Убить себя. Уже тогда он подумал об этом?
Хотя Харри по-прежнему не помнил ничего вплоть до того момента, как очнулся на полу в доме Ракели, он понимал, что виновен, но потом его мозг вытеснил эти мысли. И сразу же приступил к поискам козла отпущения. Не ради себя, а ради Олега. Но сейчас, когда найти козла отпущения оказалось невозможно, роль Харри была уже сыграна до конца. Он мог покинуть сцену. Просто уйти.
Убить себя. Он не впервые задумался об этом.
В качестве следователя Харри порой, стоя над трупом, пытался решить вопрос: сам ли человек лишил себя жизни, или же это сделал кто-то другой? Он редко сомневался. Даже в тех случаях, когда со стороны ситуация выглядела крайне запутанной, самоубийства, как правило, отличались простотой и одиночеством: одно решение, один поступок, никакого взаимодействия, мало сложных технических факторов.

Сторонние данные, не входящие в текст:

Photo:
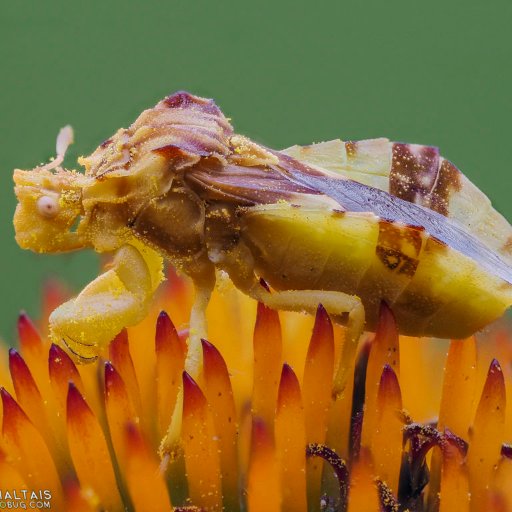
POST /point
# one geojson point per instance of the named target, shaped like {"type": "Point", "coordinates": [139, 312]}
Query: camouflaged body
{"type": "Point", "coordinates": [381, 220]}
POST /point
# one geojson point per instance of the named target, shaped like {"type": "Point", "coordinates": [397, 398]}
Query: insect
{"type": "Point", "coordinates": [344, 224]}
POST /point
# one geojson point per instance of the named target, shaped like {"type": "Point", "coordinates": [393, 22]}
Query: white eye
{"type": "Point", "coordinates": [48, 206]}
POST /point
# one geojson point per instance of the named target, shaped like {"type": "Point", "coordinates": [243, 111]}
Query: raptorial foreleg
{"type": "Point", "coordinates": [116, 299]}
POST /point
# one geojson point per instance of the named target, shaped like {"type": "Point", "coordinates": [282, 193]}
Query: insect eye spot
{"type": "Point", "coordinates": [48, 206]}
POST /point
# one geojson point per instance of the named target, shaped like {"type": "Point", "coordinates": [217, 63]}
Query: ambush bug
{"type": "Point", "coordinates": [344, 224]}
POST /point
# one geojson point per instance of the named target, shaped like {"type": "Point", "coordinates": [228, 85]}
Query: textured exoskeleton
{"type": "Point", "coordinates": [345, 224]}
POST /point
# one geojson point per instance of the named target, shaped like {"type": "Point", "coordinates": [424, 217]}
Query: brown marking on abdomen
{"type": "Point", "coordinates": [396, 261]}
{"type": "Point", "coordinates": [448, 182]}
{"type": "Point", "coordinates": [399, 247]}
{"type": "Point", "coordinates": [413, 173]}
{"type": "Point", "coordinates": [507, 246]}
{"type": "Point", "coordinates": [351, 148]}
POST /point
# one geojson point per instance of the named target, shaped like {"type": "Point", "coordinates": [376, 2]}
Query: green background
{"type": "Point", "coordinates": [433, 72]}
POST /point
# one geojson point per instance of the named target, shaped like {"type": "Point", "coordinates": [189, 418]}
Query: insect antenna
{"type": "Point", "coordinates": [64, 140]}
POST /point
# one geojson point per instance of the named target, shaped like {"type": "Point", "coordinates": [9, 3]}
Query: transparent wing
{"type": "Point", "coordinates": [417, 174]}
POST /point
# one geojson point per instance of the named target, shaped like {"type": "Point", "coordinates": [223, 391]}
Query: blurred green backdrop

И, как бы это лучше выразиться, на месте происшествия не то чтобы царило полное молчание, однако не было и следа разноголосицы и конфликтов. Харри слышал только внутренний монолог, в котором он в один прекрасный – или ужасный, это как посмотреть – день тоже мог принять участие. Это всегда заставляло его рассматривать суицид как возможность. Уход со сцены. Побег крысы с тонущего корабля.
Во время нескольких таких расследований Столе Эуне рассказывал Харри о наиболее типичных мотивах, которыми руководствуются самоубийцы. От инфантилизма (месть всему миру, «уж-теперь-то-вы-пожалеете»), через презрение к самому себе, стыд, боль, чувство вины и потери, к «парадоксальному» мотиву – самоубийство как мысль об утешении. Такие люди в действительности редко совершают побег, но им нравится сознавать, что путь для отступления есть, точно так же многие стремятся жить в больших городах, потому что там есть масса предложений, которыми они не собираются пользоваться: от оперы до стриптиз-клубов. Нечто способное сдержать своего рода клаустрофобию, или как правильно назвать боязнь жизни. Но вот в момент нарушения баланса, что может быть вызвано алкоголем, наркотиками, финансовыми затруднениями или неудачами на любовном фронте, человек принимает решение, настолько же непродуманное, как решение выпить еще стаканчик или съездить по роже бармену, потому что может думать лишь об утешении, и более ни о чем.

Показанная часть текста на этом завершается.